デアデビルダイバー(DareDevilDiver)

カガリ〇

原書の獣

第1話 魔合

 ―侮ることなかれ

 空想が現実となり、悪夢が災いとなって降りかかる。

 死者の霊、悪魔、ウィッチ、レプラカーンやドラゴン。

 異世界の住人たちは、1000年の時をもって日常となる。

  恐るることなかれ―


 ヴォイニッチ手稿 改め、ヴォイニッチ予言書より 第57項 新世界開合



 2408年

 未知の言語で書かれたこの古書は、本日まで誰も解読できずに長らく考古学者たちの探求テーマの一つだった。

 しかしそこに書かれていた物が、虚妄で埋め尽くされた単なる子供の落書きだと分かった時、多くの考古学者たちは肩を落とした。


「コレに書いてあるのは本当なのか?」


「悪魔?ドラゴン? 馬鹿げてるとしか思えない!」


 25世紀の科学を持ってしても、ドラゴンなどの存在はやはり非現実ファンタジーであった。


 それでも一部の学者たちは古書の内容について、しばらくの間は真面目に議論を続けていた。

 だが、やがて話題にする事すらもバカバカしくなり、人々の記憶からヴォイニッチの予言は完全に忘れ去られてしまう。


 かの有名なノストラダムスの大予言「空から恐怖の大王が降って来る」の方が、抽象的な分まだ信憑性があっただろう。


 しかし、もちろんこの予言は的中することになる。

 そうでなければ、この物語は先に進まないからだ……。



 この時代、多くの人々はカテドラルスペースという仮想空間の中で暮らしていた。


 世界各地の都市部には大きな塔がいくつも建てられ、その中には人工羊水とナノマシンの詰まったと呼ばれる生命維持装置が何万台も設置された。

 プールは仮想空間カテドラルスペースへのフルダイブマシンでもあり、大勢の人間はその中でそれぞれの人生を謳歌した。



 この時点で、人口の大半が仮想空間カテドラルスペースで生活するようになってから百年余りの年月が過ぎていた。


 仮想空間カテドラルスペースでは衣食住すべてが揃う上、理想どおりの最高の生活が出来る。よって、わざわざ辛い現実世界で生きようとする物好きは少ない。

 それでも地上で暮らすのは、産業用ロボットとアンチダイバーという反仮想空間の思想を持つ10億あまりのわずかな人間くらいだ。

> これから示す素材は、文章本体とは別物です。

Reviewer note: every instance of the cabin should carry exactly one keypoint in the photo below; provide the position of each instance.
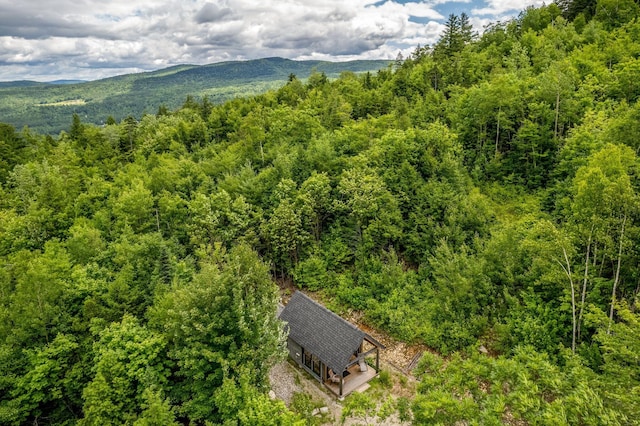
(334, 351)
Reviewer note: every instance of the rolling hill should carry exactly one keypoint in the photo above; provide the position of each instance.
(47, 107)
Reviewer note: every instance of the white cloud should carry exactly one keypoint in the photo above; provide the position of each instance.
(92, 39)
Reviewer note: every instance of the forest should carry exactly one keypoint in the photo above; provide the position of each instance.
(482, 192)
(47, 107)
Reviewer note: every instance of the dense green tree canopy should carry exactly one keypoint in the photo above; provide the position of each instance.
(484, 191)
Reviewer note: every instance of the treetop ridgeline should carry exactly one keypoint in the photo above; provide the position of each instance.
(483, 191)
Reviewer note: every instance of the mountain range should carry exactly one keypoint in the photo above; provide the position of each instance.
(48, 107)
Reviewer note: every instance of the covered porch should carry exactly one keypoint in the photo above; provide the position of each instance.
(353, 380)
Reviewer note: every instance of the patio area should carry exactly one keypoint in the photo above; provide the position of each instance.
(353, 381)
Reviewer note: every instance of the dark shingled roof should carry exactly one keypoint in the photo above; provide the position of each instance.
(321, 332)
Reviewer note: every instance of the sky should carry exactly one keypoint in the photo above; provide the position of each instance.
(46, 40)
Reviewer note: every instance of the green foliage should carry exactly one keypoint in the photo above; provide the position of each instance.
(213, 326)
(483, 190)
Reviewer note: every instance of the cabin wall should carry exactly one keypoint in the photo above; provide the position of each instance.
(295, 351)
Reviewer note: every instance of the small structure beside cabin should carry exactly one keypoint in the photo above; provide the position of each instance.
(332, 350)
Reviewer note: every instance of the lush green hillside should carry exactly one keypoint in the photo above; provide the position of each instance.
(482, 194)
(46, 108)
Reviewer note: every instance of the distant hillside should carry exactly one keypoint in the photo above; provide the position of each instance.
(47, 107)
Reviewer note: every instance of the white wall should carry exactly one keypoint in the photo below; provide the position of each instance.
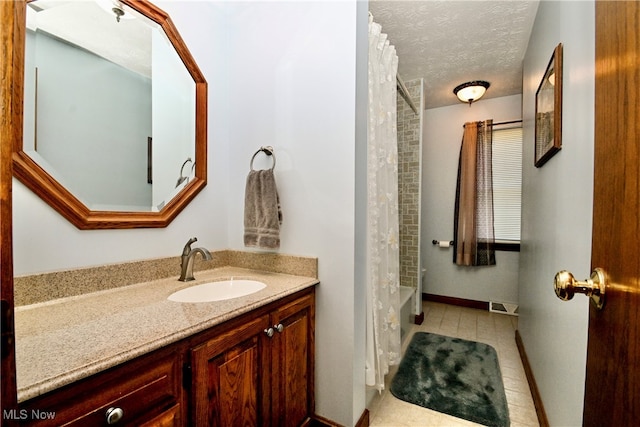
(442, 136)
(557, 206)
(286, 74)
(294, 87)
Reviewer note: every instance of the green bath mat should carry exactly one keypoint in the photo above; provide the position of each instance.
(454, 376)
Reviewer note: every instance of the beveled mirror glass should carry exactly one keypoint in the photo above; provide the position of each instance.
(114, 113)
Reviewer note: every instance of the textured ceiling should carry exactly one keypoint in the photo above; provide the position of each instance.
(452, 42)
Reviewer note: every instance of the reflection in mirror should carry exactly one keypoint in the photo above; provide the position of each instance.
(93, 110)
(113, 112)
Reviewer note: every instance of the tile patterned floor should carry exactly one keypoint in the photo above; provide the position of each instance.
(497, 330)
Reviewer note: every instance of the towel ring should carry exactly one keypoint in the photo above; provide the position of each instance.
(268, 150)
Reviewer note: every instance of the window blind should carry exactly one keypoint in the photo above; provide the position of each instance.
(507, 183)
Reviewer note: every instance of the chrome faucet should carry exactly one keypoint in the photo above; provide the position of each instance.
(186, 260)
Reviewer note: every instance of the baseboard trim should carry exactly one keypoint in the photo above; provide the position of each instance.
(364, 419)
(535, 393)
(318, 421)
(469, 303)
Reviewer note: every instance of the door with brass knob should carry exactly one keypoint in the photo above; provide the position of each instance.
(612, 384)
(566, 286)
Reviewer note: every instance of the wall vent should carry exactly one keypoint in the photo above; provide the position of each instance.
(503, 307)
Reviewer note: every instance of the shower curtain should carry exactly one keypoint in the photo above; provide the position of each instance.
(383, 301)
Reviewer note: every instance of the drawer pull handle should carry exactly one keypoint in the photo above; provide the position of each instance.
(113, 415)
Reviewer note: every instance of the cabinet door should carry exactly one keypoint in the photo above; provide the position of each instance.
(292, 362)
(230, 377)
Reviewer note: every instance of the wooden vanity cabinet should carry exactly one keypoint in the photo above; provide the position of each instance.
(253, 370)
(259, 373)
(146, 391)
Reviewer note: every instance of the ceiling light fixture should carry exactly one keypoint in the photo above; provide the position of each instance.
(471, 91)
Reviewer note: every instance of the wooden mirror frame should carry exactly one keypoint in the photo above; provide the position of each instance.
(62, 200)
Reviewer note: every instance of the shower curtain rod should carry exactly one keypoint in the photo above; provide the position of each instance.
(503, 123)
(405, 93)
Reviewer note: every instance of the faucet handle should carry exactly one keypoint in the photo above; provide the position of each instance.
(187, 247)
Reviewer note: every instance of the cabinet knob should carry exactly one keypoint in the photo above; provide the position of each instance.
(113, 415)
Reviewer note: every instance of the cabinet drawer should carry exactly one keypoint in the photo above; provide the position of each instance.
(136, 393)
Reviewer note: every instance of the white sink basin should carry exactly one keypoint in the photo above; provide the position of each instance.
(217, 291)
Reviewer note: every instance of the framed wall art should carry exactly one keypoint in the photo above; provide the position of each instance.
(548, 131)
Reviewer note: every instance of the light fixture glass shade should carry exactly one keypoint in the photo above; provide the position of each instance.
(471, 91)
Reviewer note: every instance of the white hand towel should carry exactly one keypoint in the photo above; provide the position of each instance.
(262, 214)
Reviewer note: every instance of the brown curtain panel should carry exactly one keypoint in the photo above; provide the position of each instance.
(474, 239)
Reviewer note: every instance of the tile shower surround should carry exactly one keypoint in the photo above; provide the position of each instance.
(409, 164)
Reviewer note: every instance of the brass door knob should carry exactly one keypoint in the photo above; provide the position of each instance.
(566, 286)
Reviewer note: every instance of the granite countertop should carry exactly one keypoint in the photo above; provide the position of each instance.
(67, 339)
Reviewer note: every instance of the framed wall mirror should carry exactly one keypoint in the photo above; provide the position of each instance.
(115, 113)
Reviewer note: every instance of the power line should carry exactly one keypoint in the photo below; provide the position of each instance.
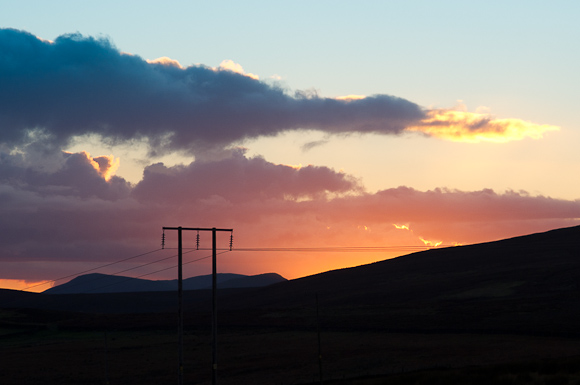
(89, 270)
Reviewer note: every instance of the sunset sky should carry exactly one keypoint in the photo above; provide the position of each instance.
(324, 125)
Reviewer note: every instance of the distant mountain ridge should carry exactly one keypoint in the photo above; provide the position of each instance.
(104, 283)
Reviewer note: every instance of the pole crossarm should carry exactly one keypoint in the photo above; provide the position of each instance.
(196, 229)
(180, 292)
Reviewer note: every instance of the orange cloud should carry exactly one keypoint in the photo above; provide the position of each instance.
(20, 284)
(230, 65)
(463, 126)
(430, 243)
(106, 166)
(166, 61)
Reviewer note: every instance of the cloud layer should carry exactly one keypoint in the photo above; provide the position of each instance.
(80, 85)
(76, 85)
(72, 213)
(60, 207)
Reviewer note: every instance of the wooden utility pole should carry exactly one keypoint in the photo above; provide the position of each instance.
(214, 295)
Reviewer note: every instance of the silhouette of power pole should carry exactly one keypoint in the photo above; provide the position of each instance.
(180, 293)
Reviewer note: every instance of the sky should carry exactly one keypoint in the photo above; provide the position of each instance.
(327, 134)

 仮想空間カテドラルスペースでは全てが思い通りになる。

 だが、すべてが良い事ばかりではなかった。


 仮想空間カテドラルスペースの中で暮らす人々の瞳には、幻想の空しか映る事は無い。

 それは現実リアルの空に現れた不吉の兆候、新しい青い月の存在を見過ごす結果を招いた――。



 2422年

 人々から忘れられたヴォイニッチ手稿で予言された刻がついに訪れた。

 後に、魔合と呼ばれる出来事だ。


 月と太陽。そして異世界からやってきたもう一つの青い月。

 星々の影は一つに重なり、やがて辺りは白く明るい闇に包まれた。いわゆる蝕である。


―月は不気味に微笑む。まるで悪魔が終末を予見したかのように―


 何の変哲もない月だったそれはギラギラと禍々しい輝きを放った。光はあっという間に世界を覆い隠し、魔界と現世が一つになった。



 まず最初に変わったものは大気だ。

 魔界の大気には、現世でいう微生物のような物が多く含まれていたのだ。


 異世界の空気を吸った地上の人間たちは、身体に羽が生えたように錯覚した者もいれば、違和感に嘔吐した者もいた。

 しかし時が経つと人々は魔界の大気に順応する事ができたので、これは特に問題ない。


 また大気中の微生物たちは集まると結晶化する性質があり、地上の各地を結晶で溢れさせた。

 これも、問題はなかった。



 だが一番最悪だった事があり、それは魔界から来たモンスターが世界中の塔をぶち壊して回った事だった。


 アンチダイバー達はなんとかソレを止めようとしたが、狂暴な牙を持つモンスターによって逆に数を減らされてしまった。


 大量のプールがある塔をいくつも壊され、仮想空間カテドラルスペースで暮らしていた人間はすべて死に絶えた。


 そして、200憶まであった人類は、2億にまで数を減らした。

 それ即ち、文明の崩壊である。